This weekend, Ilia Malinin–the “Quad God”—landed five quadruple jumps to help the United States win gold in team figure skating at the Milano-Cortina Olympics. And at home, we were able to watch as fourteen 8k cameras captured his rotations, AI processed the footage into 3D models, and, in real-time, we could learn the airtime, landing speed, and heat maps and graphic overlaps.  

Despite the sophistication offered by these cameras, computer-vision, and AI processing, the judging was still decidedly human, as nine judges watched his performance with their own eyes, as they always have. The International Skating Union (ISU) has been testing high-resolution camera systems that use AI to analyze technical elements in real-time, but it hasn’t empowered the judges yet with that technology. Even so, the case for doing so is quite powerful.

At the 2024 Paris Olympics, U.S. gymnast Jordan Chiles delivered a Beyoncé-inspired floor routine and received a score that put her in fifth place. But her coach, Cecile Landi, realized that the judges had failed to credit a technical element, a tour jeté full that Chiles had executed cleanly, so she lodged an inquiry. The element was then recognized, 0.1 points were added, and Chiles moved onto the podium with a bronze medal.

Then Romania challenged the inquiry itself, arguing Landi had submitted it four seconds past the one-minute deadline. The Court of Arbitration for Sport (“CAS”), an international body that allows athletes to settle disputes through binding arbitration, agreed just a few days later and Chiles had her medal stripped. Chiles then endured months of racist abuse online as she appealed the decision to the Swiss Federal Supreme Court, which found “conclusive” video evidence that the inquiry was timely. The case has just been sent back to the CAS to reconsider its decision. Perhaps it will be resolved before the next Olympics.

None of this had to happen. If AI had been scoring Chiles’ routine, her tour jeté full would have been automatically credited. Rather than a narrow inquiry window and procedural collapse, Chiles would have received her bronze medal and gone home a celebrated Olympic winner. The Judging Support System already used in artistic gymnastics can identify nearly 2,000 elements with roughly 90 percent accuracy. It doesn’t get tired, or anchored by the last routine it watched. For the work of identifying elements, counting rotations, and detecting deductions, AI may simply be better than human judges.

So why does handing judgment to AI still make us uneasy?

Because we sense, even if we can’t quite say why, that our idea of “judging” requires something beyond mere pattern recognition. That expertise isn’t just one thing but contains multitudes beyond the technical scoring that we’ve never clearly separated, never had to name, because it was always bundled inside the same word judgment.

But perhaps, and just hear me out, we’ve been conflating two different things and calling the whole package “expertise.” And it’s now time to separate what we do well and what AI may do better.
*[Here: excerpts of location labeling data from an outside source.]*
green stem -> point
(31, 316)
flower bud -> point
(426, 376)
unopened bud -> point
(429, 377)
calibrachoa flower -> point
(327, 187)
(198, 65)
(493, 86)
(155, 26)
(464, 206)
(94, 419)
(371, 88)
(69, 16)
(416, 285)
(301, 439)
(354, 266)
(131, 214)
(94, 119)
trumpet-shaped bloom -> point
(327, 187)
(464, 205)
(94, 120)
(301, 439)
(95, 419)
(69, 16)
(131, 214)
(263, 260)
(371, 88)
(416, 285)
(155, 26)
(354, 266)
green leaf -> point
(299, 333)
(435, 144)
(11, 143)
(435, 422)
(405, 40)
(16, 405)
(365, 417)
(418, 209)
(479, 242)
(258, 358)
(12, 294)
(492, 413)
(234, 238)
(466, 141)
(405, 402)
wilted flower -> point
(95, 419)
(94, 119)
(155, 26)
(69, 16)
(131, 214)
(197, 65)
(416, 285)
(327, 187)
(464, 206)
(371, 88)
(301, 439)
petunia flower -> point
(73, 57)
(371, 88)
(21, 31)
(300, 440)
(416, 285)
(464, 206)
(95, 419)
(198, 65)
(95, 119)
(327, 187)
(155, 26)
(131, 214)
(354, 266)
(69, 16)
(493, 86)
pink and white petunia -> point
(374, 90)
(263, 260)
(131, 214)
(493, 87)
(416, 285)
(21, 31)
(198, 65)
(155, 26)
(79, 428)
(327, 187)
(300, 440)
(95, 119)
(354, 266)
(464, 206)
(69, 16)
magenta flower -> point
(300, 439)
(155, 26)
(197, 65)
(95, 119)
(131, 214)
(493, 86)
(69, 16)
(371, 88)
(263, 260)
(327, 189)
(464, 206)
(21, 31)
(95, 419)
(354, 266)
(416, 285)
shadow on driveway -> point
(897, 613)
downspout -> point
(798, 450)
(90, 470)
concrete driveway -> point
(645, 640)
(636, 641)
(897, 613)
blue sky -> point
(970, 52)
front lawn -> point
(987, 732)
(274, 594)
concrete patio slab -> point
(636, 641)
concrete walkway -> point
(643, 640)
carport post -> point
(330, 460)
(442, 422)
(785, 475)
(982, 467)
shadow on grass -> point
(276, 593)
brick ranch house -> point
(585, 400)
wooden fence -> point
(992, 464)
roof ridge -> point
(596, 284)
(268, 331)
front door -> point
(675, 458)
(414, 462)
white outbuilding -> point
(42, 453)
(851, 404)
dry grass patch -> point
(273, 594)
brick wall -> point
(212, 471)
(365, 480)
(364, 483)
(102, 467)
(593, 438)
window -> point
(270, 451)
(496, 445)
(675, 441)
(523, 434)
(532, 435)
The first aspect of expertise is pattern recognition, where we match what we see against a vast library of prior experience. The second aspect is harder to name. Call it embodied perception, an integration of knowledge that can’t easily be reduced to a checklist. AI is pulling these two things apart, and maybe, just maybe, that isn’t a threat but a chance to be honest about what we value.

The difference between these two kinds of knowledge is older than AI.

In the 1920s, Japan’s poultry industry faced an expensive problem: you can’t tell male chicks from female ones until they’re weeks old. The Zen-Nippon Chick Sexing School had figured out how to sort day-old hatchlings, where expert sexers could examine 800 chicks an hour at 98 percent accuracy, but the experts couldn’t explain how they did so. Cognitive scientist Richard Horsey found that even the best sexers said they just “knew.” Formal instruction, from lectures, to diagrams, and decision rules, couldn’t train others to do the same. So they did the only thing they could do, which was to position a trainee next to a master. The trainee would pick up a chick and guess, and the master would say yes or now. Thousands of chicks later, and the trainee became an expert, too, but still couldn’t explain how.

The philosopher Michael Polyani identified the structure of knowledge at work here. In The Tacit Dimension, he argued that “we know more than we can tell.” And that experts perceive wholes before they can identify particulars.

Herbert Simon’s landmark chess research showed us something similar from the other direction. Grandmasters don’t think harder than novices; they see differently, perceiving positions in large meaningful chunks built from tens of thousands of games. AI seems to replicate and often surpass this form of expertise because it doesn’t get tired, isn’t anchored by the last case it read, and can train on a much larger set of examples than any human can.

The chicken sexer doesn’t just see the chick. She holds it, feels it, smells it, and integrates these senses together simultaneously to decide male or female. A gymnastics judge, at least the very best kind, perceives the difference between a routine that is technically correct and one that is alive.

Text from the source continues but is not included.